Rachel terminava o ensino médio. Havia conseguido um emprego de recepcionista em um consultório médico. Ele, já “formado”, não conseguia entrar na UFAC para estudar o que sempre amou: Medicina.


Sabendo que um casamento sugere condições financeiras, e que ninguém se imagina unir-se para sofrer mais do que já sofre sozinho, Júlio procurou emprego também e começou a juntar dinheiro para comprar as alianças do futuro enlace.


Faria uma grande surpresa a ela. No seu aniversário, diria a mulher da sua vida que desejaria ser seu companheiro, uma preparação em palavras para, mais tarde, ser, na prática, seu homem.


Inteligente como todas as mulheres, Rachel também iniciou seus planos. Guardaria suas economias para que pudesse ajudar nas compras das coisas do vindouro lar. Era uma forma de mostrar pra ele que não seria aquela mulher totalmente dependente, esperando que o marido fizesse tudo para o que os dois almejavam.

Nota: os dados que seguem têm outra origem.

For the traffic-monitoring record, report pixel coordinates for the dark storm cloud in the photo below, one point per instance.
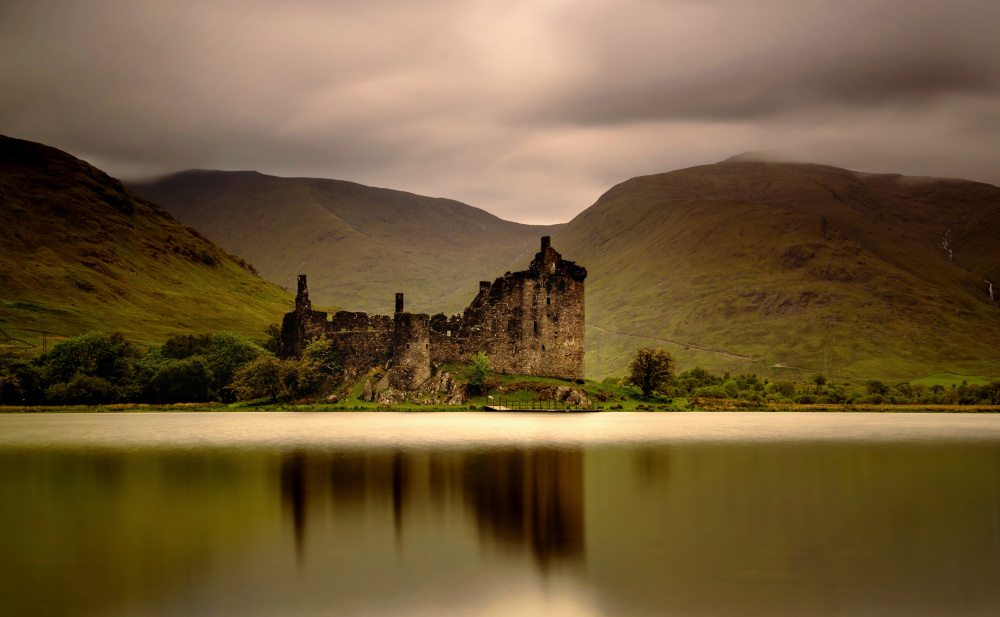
(765, 59)
(528, 108)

Não comprou mais roupas sem necessidade, suportou as tentações de sapatos novos na vitrine, não saiu com as amigas para festas, reduziu as visitas ao cabeleireiro e fez tudo o mais que pudesse para crescer sua pequena “renda”, guardada em uma poupança no Banco do Brasil.

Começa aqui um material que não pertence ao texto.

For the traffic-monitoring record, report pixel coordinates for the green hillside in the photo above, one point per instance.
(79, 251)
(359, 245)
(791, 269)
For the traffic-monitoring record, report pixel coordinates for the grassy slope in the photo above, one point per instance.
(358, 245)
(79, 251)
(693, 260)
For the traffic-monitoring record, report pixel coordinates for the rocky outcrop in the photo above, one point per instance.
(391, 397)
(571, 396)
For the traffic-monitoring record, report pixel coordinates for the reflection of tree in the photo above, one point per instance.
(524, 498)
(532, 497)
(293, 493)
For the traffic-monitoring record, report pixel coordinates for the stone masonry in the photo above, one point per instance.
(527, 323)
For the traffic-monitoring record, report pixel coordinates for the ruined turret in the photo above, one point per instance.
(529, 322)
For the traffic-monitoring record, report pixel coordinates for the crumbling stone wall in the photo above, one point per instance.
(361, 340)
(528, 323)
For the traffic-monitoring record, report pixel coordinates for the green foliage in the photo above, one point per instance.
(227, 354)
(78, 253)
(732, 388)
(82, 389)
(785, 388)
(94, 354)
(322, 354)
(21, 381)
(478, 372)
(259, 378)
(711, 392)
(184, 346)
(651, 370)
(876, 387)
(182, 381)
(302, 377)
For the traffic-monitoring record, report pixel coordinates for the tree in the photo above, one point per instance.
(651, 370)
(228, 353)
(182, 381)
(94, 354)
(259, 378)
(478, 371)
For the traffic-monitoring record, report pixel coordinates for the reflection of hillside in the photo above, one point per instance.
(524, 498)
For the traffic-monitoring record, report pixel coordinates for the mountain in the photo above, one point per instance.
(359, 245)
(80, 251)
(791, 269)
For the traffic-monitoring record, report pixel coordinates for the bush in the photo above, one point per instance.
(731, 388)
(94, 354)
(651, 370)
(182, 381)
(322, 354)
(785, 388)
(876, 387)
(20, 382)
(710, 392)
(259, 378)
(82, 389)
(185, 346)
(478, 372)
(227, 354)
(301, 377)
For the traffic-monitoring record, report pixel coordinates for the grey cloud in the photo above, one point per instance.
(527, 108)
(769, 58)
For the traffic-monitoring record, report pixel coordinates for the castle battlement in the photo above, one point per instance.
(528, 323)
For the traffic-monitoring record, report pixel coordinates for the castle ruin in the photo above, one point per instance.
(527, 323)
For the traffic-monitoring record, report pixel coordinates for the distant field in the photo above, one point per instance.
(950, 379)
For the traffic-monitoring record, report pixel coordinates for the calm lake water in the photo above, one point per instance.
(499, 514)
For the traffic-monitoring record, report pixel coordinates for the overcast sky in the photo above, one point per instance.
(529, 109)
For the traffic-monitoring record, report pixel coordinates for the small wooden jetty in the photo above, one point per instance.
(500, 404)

Ele fez igual. Nada de comprar besteiras, nada de moto nova, nada de roupas caras nas boutiques, nada de faturas de cartão de crédito alta, nada que comprometesse o seu sonho. Afinal, sabia que além das alianças precisava também juntar recursos.


Era um par perfeito! Havia respeito entre ambos. Sabiam dar valor as provas recíprocas de um amor verdadeiro e real que se misturava aos esforços duros que enfrentavam. Comprovadamente, Júlio amava Rachel e vice-versa, quantas vezes quisessem.


Mesmo com toda a abstinência, o tempo gasto com o trabalho, os sacrifícios da batalha, o amor dos dois aumentava cada dia mais. Sempre se encontravam. Nas demoradas conversas, compartilhavam os desafios, diziam acerca dos sonhos e, apertando as mãos por longos períodos, sempre se beijavam no final.


Talvez isso seja a maior prova de que duas pessoas se querem. Todos os fracassos amorosos se iniciam com a renúncia desse milenar ato afetivo: beijar a boca.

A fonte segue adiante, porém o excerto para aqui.